Construction of the new Veterans Administration Hospital in Manchester began on July 1, 1948. The Manchester Evening Leader later recalled how the project started: “The site was covered with second-growth trees and an unusually heavy accumulation of surface boulders. Excavation of both earth and large boulders was sufficiently advanced by the first of September that a token start was made on the concrete foundations. The large amount of boulders and large excavation seriously affected the availability of suitable dirt for finished grading.”
But despite these early challenges, the article reported that “Work progressed very satisfactorily until the construction was completed.”
The plans for this 150-bed general medical and surgical hospital, along with a boiler plant and garage to support it, had been drafted by James H. Ritchie and Associates, one of the top architectural firms in Boston. The general contractor for this part of the project was the George A. Fuller Company, also based in Boston.
In the post-World War II era the requirements for building a new VA hospital went far beyond what would be needed to construct a civilian hospital. In 1946 the average hospital stay for a veteran was 38 days, versus nine days for patients in civilian hospitals. To meet the particular medical and psychological needs of their patients, especially those who had been injured in the war, VA medical complexes were designed to be as self-contained and self-sufficient as possible. With this objective as a major influence, the hospital in Manchester would contain its own laundry, dining facilities and maintenance support services. A giant water tank was installed with the purpose of storing enough water to fight a major fire for three hours without needing to use the city water supply.
This concept of a self-reliant campus incorporated on-site housing for key staff as a necessity. In Manchester, these buildings would include a single-family residence for the manager; two duplex staff residences; a nurses’ quarters; and a male attendants’ dormitory. The office of Faulkner, Kingsbury and Stenhouse of Washington, D.C., was hired to design these structures, with principal architects Waldron Faulkner, Slocum Kingsbury and John Stenhouse. This firm specialized in institutional projects, including hospitals, high schools, museums and university buildings.
For the design of these smaller buildings the architects incorporated modernized design principles that were being expressed in the hospital building. The plans for the dwellings featured strong horizontal elements including symmetrical rows of windows, and the low hip roofs with overhangs typical of prairie-style houses built in the Midwest.
A local contractor, Davison Construction Company, was hired to build the auxiliary buildings. This general contracting and engineering company was a well-established family business with an office in downtown Manchester. The company had worked on several projects for the War Department during World War II, including the construction of a chapel at Fort Ethan Allen, an army installation in northwestern Vermont. The building was designed in a colonial style and it seated 350 people. The construction quartermaster overseeing that project happened to be Capt. Victor S. Phaneuf of Nashua. Davison also completed a defense-related project in Aroostook County, Maine, and several in New Hampshire, including building two administration buildings at Camp Langdon in New Castle, part of the fortification system protecting Portsmouth Harbor.
In 1948 the company was awarded a contract from the Nashua Housing Authority for a 100-unit affordable housing project.
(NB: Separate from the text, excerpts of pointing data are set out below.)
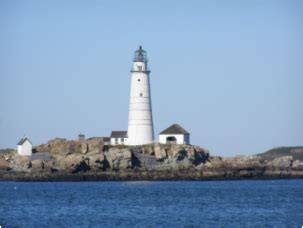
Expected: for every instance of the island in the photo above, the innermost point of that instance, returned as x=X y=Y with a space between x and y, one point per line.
x=93 y=160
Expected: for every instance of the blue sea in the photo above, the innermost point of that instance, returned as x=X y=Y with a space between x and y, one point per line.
x=253 y=203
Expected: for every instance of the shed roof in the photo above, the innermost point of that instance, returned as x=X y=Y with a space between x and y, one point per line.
x=175 y=129
x=23 y=140
x=119 y=134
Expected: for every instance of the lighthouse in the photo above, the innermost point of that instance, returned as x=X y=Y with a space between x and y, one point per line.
x=140 y=119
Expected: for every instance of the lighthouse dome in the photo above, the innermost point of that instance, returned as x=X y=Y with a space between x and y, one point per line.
x=140 y=55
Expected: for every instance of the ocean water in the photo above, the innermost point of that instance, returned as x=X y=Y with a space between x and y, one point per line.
x=267 y=203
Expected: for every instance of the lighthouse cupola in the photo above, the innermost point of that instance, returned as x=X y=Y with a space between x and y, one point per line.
x=140 y=60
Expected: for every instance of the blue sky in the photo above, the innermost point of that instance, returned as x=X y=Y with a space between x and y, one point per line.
x=229 y=72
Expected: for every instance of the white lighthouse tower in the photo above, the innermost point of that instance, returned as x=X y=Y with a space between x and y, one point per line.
x=140 y=119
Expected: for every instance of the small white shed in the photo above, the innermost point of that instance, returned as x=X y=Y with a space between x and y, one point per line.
x=175 y=134
x=25 y=147
x=119 y=138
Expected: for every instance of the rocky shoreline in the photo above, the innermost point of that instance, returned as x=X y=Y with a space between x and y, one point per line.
x=92 y=160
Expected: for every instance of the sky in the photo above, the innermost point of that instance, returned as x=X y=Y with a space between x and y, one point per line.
x=229 y=72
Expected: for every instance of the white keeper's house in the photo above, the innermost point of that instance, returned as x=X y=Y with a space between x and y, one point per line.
x=119 y=138
x=175 y=134
x=25 y=147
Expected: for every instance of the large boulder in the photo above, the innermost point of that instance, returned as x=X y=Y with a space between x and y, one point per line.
x=119 y=158
x=282 y=162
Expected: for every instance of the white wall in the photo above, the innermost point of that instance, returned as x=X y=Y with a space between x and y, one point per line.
x=181 y=139
x=140 y=120
x=25 y=149
x=113 y=141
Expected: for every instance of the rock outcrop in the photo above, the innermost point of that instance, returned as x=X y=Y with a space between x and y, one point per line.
x=61 y=159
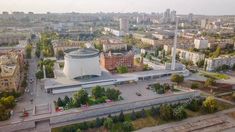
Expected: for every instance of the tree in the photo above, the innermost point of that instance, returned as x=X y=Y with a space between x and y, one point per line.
x=210 y=105
x=194 y=85
x=78 y=130
x=121 y=117
x=4 y=114
x=159 y=88
x=122 y=69
x=39 y=75
x=166 y=112
x=194 y=105
x=133 y=116
x=60 y=102
x=81 y=97
x=179 y=113
x=217 y=52
x=143 y=114
x=108 y=123
x=200 y=63
x=177 y=78
x=210 y=82
x=156 y=52
x=233 y=67
x=98 y=92
x=60 y=54
x=233 y=95
x=8 y=102
x=28 y=51
x=66 y=100
x=98 y=122
x=154 y=111
x=127 y=126
x=112 y=94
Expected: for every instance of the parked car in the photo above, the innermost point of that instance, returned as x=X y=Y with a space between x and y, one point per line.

This was the O.S. Maynard Homes complex, now known as Wagner Court. Also, that year Davison was hired to build a nurses’ residence and an infirmary building at the New Hampshire State Hospital in Concord. Both structures now house state executive department offices.
The Davison Construction Company started its work at the VA hospital site on April 15, 1949, and finished in May 1950. In an ad published in the Manchester Evening Leader on July 1, 1950, on the eve of the hospital’s dedication ceremony, the company included this statement: “We hope that in completing these attractive and useful structures, we will have added to the comfort and early recovery of those to whom we owe so much ... so that they may once more take their rightful places in the life of their communities.”